We Belong Because We Belong

Again, on April 10, the human rights struggle for immigrants in this country made history—with concerted nation-wide marches, vigils, work stoppages, and other events that involved tens of thousands of people, including more than 500,000 in Washington DC.

Overall, these past few weeks have seen millions of people demand the basic rights and decent life that should be the lot of any person living and working in the United States, regardless of their immigrant status.

They have taken a stand against the second-class status that has been bestowed on close to 12 million people just because they don’t have proper documentation. With the passage of anti-immigrant HR 4437 last December in the House of Representatives, and an intense debate in the Senate with their own worse-and-worser versions of immigration bills, people are saying they must be heard.

Somehow the voices and interests of these leaders, activists and participants don’t seem to be on any of the congressional agendas. What do they want? They want a fair, adequate, and quick legalization process for any undocumented person (including full and unconditional amnesty for the 12 million undocumented among us). They want a fair and humane way for future migrants from Mexico, Central America, and other poor countries to contribute and become active in the economic, social, and cultural life of this country. And they want a livable and fair wage for their hard work—instead of the slave-wages they presently get.

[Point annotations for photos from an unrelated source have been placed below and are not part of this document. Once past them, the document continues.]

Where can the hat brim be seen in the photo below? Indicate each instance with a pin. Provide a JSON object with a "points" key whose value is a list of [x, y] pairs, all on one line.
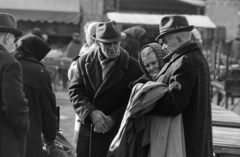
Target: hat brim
{"points": [[14, 31], [183, 29], [120, 38]]}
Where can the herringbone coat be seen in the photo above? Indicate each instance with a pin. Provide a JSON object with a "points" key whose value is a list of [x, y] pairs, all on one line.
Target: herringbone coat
{"points": [[186, 72], [88, 92]]}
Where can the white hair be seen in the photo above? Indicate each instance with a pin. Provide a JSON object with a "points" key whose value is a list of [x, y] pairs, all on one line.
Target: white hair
{"points": [[185, 36]]}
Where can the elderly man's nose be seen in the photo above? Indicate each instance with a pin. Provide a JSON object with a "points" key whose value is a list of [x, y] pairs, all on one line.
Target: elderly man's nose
{"points": [[151, 67]]}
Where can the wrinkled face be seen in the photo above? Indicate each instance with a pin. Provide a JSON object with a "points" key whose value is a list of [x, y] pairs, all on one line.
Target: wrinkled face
{"points": [[110, 50], [10, 46], [170, 42], [150, 62]]}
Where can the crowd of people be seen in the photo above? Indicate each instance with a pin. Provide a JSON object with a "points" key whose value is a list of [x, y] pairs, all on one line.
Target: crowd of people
{"points": [[153, 101]]}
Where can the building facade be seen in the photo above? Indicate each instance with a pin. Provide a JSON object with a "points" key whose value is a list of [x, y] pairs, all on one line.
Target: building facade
{"points": [[225, 14]]}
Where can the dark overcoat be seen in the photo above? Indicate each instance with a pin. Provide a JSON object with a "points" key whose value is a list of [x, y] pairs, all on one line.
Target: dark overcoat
{"points": [[186, 72], [41, 102], [88, 92], [14, 111]]}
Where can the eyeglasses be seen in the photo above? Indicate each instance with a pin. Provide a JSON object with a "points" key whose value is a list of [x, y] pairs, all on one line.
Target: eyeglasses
{"points": [[109, 44]]}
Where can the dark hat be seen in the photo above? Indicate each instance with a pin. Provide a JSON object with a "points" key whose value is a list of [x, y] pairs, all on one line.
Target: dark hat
{"points": [[9, 24], [38, 32], [171, 24], [108, 32], [34, 45]]}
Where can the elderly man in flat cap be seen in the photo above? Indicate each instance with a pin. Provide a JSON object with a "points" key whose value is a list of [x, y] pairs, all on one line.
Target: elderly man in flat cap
{"points": [[14, 110], [99, 90], [186, 72]]}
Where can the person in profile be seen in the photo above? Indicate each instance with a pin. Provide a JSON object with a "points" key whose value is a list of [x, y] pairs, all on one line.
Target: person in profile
{"points": [[131, 43], [30, 50], [14, 106]]}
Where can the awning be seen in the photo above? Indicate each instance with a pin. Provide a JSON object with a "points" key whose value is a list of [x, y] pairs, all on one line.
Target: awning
{"points": [[66, 11], [199, 3], [154, 19]]}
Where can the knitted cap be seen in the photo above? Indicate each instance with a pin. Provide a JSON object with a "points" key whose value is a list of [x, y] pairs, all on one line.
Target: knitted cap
{"points": [[160, 53], [34, 46]]}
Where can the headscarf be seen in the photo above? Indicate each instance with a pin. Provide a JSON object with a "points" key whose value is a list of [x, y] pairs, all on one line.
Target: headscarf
{"points": [[160, 53]]}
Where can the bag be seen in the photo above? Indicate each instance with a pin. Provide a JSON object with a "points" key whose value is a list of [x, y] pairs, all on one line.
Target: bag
{"points": [[61, 147]]}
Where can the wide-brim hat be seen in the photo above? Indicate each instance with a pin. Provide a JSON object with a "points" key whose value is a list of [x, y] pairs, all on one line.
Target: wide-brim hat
{"points": [[8, 24], [108, 32], [173, 24]]}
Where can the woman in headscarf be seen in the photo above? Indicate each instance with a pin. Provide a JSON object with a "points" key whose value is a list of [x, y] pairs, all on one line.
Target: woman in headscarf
{"points": [[30, 50], [151, 62], [143, 132]]}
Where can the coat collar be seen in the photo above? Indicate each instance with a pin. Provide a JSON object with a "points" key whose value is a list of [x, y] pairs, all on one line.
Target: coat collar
{"points": [[2, 48], [170, 58], [94, 73]]}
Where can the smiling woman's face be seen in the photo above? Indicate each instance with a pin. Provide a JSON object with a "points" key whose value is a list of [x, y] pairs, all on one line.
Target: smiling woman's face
{"points": [[150, 62]]}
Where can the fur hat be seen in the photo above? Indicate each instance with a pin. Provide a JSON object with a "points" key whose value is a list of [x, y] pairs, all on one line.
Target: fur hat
{"points": [[108, 32]]}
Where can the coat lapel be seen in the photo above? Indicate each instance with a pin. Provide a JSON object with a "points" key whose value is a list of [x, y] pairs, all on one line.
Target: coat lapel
{"points": [[115, 74], [94, 71], [172, 57]]}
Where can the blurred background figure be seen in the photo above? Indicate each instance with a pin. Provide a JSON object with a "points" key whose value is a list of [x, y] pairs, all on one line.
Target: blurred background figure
{"points": [[196, 36], [38, 32], [235, 47], [131, 43], [74, 46], [30, 50]]}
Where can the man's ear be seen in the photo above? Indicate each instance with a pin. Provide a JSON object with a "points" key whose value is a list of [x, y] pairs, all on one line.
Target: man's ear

What else? How about speaking their languages and honoring their traditions—and still become Americans. Everyone agrees that learning English, and understanding and abiding by federal and state laws, are important. Nobody is contesting that. But this doesn’t have to mean they should forget their original tongues, value systems, or spiritual practices (whatever they may be, since they are extremely diverse).

These demonstrators are saying they want to be “American” without having to homogenize into an Anglo/racist version of what a so-called American is supposed to be.

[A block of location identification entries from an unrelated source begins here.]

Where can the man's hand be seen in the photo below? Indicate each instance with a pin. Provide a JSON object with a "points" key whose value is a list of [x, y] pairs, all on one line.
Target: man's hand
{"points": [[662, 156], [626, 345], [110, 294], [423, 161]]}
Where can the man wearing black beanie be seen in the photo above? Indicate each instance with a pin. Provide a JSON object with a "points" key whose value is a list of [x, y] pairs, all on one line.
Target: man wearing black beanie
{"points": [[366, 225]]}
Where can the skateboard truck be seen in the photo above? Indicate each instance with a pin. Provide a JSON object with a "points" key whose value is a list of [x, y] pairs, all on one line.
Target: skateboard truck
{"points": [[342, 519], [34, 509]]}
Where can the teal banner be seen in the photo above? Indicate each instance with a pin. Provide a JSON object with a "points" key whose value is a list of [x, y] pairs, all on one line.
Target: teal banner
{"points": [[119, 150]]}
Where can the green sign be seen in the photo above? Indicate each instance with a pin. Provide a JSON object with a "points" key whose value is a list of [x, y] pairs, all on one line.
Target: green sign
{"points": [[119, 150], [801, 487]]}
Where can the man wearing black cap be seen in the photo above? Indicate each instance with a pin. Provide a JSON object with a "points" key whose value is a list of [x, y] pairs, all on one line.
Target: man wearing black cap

When people say assimilate (which is a natural process that nobody has to dictate), they also get the idea this means becoming “Anglo.” Who needs that? This isn’t even better than the cultures most people come from.

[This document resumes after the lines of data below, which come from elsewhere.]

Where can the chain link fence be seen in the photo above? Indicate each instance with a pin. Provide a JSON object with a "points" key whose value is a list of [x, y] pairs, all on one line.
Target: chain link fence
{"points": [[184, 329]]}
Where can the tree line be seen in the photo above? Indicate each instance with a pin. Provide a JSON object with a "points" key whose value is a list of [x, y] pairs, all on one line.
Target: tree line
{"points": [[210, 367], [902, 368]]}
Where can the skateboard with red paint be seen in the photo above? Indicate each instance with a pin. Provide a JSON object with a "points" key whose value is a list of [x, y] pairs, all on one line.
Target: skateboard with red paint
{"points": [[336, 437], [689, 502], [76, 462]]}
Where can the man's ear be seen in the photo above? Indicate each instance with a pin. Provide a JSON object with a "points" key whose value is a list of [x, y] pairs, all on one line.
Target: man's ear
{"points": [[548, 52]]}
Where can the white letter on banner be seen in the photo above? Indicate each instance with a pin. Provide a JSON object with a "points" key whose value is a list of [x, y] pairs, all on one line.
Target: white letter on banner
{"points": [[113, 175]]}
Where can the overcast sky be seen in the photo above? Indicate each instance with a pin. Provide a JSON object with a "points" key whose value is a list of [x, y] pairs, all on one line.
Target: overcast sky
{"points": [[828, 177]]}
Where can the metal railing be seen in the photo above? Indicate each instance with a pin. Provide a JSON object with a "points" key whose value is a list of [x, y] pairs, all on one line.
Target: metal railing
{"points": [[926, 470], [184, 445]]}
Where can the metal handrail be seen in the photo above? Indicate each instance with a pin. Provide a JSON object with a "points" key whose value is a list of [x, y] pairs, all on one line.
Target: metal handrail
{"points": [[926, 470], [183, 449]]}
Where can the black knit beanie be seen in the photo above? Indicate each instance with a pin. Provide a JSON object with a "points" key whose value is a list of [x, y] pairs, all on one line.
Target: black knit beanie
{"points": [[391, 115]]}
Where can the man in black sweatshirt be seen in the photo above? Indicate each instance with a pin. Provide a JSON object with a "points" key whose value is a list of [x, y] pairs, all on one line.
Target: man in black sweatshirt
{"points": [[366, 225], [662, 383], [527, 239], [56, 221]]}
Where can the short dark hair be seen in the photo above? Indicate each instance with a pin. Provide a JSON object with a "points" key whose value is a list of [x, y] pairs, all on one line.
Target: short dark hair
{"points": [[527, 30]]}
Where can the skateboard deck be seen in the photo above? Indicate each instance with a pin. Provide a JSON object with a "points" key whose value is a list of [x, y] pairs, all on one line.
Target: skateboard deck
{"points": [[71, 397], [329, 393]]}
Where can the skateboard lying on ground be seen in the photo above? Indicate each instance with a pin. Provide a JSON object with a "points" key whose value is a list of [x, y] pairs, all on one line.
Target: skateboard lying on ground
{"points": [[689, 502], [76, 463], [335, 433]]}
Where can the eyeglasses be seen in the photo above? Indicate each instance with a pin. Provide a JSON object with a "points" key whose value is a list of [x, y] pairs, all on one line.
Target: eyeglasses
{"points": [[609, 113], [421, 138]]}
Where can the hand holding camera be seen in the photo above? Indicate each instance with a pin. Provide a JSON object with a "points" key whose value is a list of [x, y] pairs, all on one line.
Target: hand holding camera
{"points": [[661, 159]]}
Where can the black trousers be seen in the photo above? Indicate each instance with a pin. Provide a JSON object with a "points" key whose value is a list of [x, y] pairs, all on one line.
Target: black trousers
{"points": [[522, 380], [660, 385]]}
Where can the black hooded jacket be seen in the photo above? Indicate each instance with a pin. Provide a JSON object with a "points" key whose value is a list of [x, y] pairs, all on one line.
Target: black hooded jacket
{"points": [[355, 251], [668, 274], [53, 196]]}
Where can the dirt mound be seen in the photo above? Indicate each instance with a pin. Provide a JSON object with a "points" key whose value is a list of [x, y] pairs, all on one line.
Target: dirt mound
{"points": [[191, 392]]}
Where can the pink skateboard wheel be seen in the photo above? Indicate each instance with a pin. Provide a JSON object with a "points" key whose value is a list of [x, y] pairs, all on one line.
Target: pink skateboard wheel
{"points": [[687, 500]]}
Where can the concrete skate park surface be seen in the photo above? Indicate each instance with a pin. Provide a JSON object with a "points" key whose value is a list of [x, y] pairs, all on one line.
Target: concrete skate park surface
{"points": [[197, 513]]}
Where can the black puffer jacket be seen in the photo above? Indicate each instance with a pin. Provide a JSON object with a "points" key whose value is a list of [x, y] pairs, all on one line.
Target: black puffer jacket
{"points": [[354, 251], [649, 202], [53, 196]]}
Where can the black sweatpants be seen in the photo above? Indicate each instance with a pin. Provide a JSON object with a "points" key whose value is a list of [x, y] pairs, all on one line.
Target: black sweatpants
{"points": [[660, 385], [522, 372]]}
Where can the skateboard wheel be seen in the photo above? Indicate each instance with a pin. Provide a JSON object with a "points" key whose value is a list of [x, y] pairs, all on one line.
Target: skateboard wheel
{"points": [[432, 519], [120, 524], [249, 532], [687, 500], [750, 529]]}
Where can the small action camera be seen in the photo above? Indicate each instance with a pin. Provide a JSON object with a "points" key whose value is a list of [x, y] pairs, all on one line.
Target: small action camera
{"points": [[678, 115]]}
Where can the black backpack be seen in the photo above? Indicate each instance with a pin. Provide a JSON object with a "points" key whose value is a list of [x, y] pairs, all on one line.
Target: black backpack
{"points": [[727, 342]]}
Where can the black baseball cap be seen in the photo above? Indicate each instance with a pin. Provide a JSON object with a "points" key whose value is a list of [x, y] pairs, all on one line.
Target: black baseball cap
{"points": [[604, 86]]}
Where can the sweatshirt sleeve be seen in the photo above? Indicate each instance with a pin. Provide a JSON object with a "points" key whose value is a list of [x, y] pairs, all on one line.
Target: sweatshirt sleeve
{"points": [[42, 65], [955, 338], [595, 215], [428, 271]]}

Sure if anyone want to be “Anglicized” (by the way, this is a misnomer—most Europeans in this country aren’t even from England) all power to them. But Latinos, Asians, other Europeans, Arabs, Africans, Indians, and more bring with them rich tongues, intelligences, traditions, and flavors. This is America—not the corny “white” people ideal that some people seem to think it is.

The fact is much of what makes “America” has roots in all cultures and traditions.

For example, we take cowboys for granted—some even call them the “American” archetype. Yet it was the Mexican vaqueros who served as model and teachers of the cowboy style and culture.

We say Rock and Roll is the quintessential US export, although it has roots in Africa (which is the main thread running through Jazz, Blues, Soul, and Hip Hop—all-American music if you ask me).

People here go crazy for martial arts (including the mixed-martial arts battles in the Ultimate Fighter), yet its roots are Asian.

And we use American English that includes thousands of words from Jewish/Hebrew, Irish (not Anglo), German, Russian, Asia, African, and other traditions.

I even read that there are around 300 words from the Nahuatl language (from the so-called Aztec people of Mexico), including avocado, tomato, jaguar, maize, taco, and chocolate.

Place names like Chicago, Minnesota, Miami, Wisconsin, Utah, Texas—I can go on and on—have origins in our Native peoples. Other names like Los Angeles, Santa Fe, Albuquerque, Colorado, California, Florida, San Francisco (again there are too many to name here) have Spanish origins. Such great American cultures like Cajuns have roots in French, Spanish, Native, and African people.

Most South talk and accents are Scottish-Irish and African. Most of our original laws comes from Native (mostly from the Iroquis Confederacy), Greek, and British sources.

We can’t go by a day without saying or hearing okay, amigo, oy vey, putz, Toyota, geshundeit—all words from outside what’s considered “Anglo.”

From Mexicans/Chicanos, we can say that cholos, lowriders, and burritos are as American as Apple Pie.

As the demonstrators have been saying—We are America.

Yes, we can have a common language, common laws, common interests, and aims. But why do we have to give up our long-standing roots and traditions (they will change naturally anyway, has they have for hundreds of years)?

Already, we have a multi-tiered economy that brings more conflicts and suffering than any cultural differences we may have. Concentrating on changing that would be more important and meaningful than arguing about whether anyone is for hot dogs, enchiladas, or mofongo.